With Tuesday's attack, New York became the latest city to grapple with the threat of individuals inspired by the Islamic State using vehicles as weapons, a technique already deployed in Nice, London, Berlin and Edmonton. Such perpetrators "can be deadly even if they're not particularly competent," said Mitchell Silber, a former senior intelligence official with the NYPD.

Mr. Silber said it was remarkable that the city had managed to experience 16 years without a successful terrorist attack. New York authorities say they have disrupted or prevented two dozen terrorist plots since 2001, a track record Mr. Silber attributed to hard work, productive partnerships with law-enforcement agencies around the United States and the globe, and a certain degree of luck.

Early indications suggest that Mr. Saipov became radicalized after arriving in the United States from Uzbekistan in 2010. He entered the country through something known as the Diversity Visa Lottery Program, an initiative that awards 50,000 permanent resident visas a year to people from countries that are underrepresented in immigration to the U.S.

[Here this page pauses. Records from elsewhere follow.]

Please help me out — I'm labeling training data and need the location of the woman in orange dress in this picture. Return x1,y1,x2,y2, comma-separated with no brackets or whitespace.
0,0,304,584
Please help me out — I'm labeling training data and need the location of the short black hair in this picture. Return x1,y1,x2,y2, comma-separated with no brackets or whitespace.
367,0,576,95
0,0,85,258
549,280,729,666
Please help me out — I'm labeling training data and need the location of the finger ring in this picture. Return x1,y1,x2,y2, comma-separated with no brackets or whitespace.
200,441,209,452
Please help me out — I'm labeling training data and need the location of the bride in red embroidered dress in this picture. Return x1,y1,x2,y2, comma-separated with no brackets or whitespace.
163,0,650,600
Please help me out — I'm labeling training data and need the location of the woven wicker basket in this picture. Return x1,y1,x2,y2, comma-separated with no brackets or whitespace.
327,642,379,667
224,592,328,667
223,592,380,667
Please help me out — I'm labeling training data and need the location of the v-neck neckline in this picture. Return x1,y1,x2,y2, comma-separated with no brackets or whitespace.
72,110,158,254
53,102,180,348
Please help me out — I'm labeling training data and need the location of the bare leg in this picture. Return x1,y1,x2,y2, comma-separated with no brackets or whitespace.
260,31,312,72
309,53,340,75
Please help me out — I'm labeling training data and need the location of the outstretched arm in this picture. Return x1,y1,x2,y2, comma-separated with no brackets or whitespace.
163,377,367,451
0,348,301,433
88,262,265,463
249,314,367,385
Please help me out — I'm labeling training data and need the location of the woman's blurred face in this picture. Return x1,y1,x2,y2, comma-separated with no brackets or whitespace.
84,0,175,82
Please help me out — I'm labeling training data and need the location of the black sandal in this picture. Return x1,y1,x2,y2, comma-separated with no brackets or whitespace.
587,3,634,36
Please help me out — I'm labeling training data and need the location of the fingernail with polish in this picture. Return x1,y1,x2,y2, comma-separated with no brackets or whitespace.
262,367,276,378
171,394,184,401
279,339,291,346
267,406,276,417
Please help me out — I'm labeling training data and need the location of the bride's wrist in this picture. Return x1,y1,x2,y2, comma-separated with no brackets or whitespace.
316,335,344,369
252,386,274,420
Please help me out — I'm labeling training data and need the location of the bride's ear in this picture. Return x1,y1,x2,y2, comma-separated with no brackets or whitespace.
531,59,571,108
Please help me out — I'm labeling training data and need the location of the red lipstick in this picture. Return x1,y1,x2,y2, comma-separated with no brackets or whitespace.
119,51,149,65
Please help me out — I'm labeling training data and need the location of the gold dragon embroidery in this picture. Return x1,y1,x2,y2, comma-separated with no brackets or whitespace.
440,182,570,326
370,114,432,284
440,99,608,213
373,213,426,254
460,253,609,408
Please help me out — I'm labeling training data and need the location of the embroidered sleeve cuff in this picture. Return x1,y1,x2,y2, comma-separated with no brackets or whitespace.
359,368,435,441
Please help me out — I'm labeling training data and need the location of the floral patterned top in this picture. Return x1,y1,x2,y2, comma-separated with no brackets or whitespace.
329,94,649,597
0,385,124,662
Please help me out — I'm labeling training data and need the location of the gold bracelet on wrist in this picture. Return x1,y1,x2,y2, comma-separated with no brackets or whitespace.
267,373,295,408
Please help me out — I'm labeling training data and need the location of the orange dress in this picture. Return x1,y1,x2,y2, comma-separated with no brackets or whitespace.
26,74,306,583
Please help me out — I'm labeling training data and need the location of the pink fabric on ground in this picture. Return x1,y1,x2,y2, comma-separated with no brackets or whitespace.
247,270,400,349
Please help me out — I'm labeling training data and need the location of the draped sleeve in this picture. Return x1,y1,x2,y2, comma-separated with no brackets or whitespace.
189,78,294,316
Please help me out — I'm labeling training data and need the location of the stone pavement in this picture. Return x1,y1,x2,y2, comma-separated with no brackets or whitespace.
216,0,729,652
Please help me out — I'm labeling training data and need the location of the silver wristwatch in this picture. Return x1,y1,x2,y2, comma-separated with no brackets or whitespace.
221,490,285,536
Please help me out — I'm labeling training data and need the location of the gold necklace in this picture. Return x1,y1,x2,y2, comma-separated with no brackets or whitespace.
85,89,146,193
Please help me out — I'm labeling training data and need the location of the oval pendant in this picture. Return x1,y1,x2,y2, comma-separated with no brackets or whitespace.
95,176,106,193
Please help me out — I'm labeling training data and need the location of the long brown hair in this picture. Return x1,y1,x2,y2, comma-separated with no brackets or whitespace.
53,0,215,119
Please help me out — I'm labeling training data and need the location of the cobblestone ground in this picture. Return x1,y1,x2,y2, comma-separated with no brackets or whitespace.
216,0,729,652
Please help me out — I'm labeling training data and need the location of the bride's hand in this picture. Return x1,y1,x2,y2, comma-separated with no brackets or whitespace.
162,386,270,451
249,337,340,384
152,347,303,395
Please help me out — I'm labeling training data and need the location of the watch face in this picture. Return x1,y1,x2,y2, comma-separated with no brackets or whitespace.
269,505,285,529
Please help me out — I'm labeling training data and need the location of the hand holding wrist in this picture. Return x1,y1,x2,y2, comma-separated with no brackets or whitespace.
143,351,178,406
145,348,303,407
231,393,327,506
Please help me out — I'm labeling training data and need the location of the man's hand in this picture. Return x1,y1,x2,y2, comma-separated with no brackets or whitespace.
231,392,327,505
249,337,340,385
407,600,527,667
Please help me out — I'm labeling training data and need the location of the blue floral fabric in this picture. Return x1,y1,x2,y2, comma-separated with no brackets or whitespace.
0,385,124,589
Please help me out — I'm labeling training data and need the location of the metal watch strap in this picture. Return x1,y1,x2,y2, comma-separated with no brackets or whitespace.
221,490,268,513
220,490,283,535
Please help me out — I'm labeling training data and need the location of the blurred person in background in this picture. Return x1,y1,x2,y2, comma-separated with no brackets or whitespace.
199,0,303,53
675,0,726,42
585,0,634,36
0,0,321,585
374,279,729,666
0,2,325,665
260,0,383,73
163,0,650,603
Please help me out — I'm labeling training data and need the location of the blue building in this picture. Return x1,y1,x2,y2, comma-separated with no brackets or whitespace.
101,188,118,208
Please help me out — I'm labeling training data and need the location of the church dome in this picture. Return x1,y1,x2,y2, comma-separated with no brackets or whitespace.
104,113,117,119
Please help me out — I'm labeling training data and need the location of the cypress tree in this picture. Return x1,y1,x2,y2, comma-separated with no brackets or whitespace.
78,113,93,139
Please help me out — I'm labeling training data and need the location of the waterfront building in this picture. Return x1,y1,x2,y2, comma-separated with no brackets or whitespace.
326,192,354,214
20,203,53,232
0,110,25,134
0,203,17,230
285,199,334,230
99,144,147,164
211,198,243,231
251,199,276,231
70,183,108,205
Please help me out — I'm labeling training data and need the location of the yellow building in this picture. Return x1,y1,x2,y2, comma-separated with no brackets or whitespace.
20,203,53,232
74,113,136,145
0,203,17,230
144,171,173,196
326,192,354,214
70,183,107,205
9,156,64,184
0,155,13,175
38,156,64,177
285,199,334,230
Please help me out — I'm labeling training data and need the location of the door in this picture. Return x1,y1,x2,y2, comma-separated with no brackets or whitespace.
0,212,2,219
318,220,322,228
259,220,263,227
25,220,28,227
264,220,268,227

Mr. Trump has long maintained that immigration policies are linked to crime and terrorism. He has made repeated attempts to institute a travel ban on citizens of certain predominantly Muslim countries, arguing that existing vetting procedures are insufficient (Uzbekistan, where Mr. Saipov came from, is not one of the countries involved in Mr. Trump's travel ban.) Courts have blocked the measure, while Democrats and a number of Republicans have condemned it as discriminatory and counterproductive.

On Wednesday, Mr. Trump called for swifter and harsher punishment for terrorists, saying that "what we have now is a joke and a laughingstock." Two Republicans who often disagree with Mr. Trump on other matters, Senators John McCain and Lindsey Graham, said they supported the idea of treating Mr. Saipov as an "enemy combatant" who could be detained and tried outside the U.S. legal system.

In lower Manhattan on Wednesday, there were isolated expressions of agreement with Mr. Trump. "Our parents and grandparents came here and they worked for the American dream," said a construction supervisor a block from the site of the attack who declined to give his name. "These people are coming here and killing people."

As people hurried to work or to drop off children at school, conversations about the attack could be overheard everywhere: a nanny pushing a stroller talked to a friend about the attacker; a maintenance worker whose wife is a nurse was telling his colleagues about her experience of treating the wounded.

Cesar Mu, 17, is a student at New York's elite Stuyvesant High School, the spot where the rampage ended on Tuesday afternoon. He was in his physics class on the eighth floor when he heard a crash, screams and a "pop pop pop" sound. He and his classmates sheltered in the classroom for hours until the police said it was safe to leave. The mood at school on Wednesday was a downcast one, he said, with some students wearing black.

"It's surprising that this happened so close to our school," said Mr. Mu. "It's hard to believe."

Just across the West Side Highway, Brianna Dunne, 22, was among a stream of students entering the Borough of Manhattan Community College on Wednesday morning. She said she alternated between feeling fine and feeling frightened. "It can happen again, even with the cops around," she said. "This crazy stuff needs to stop."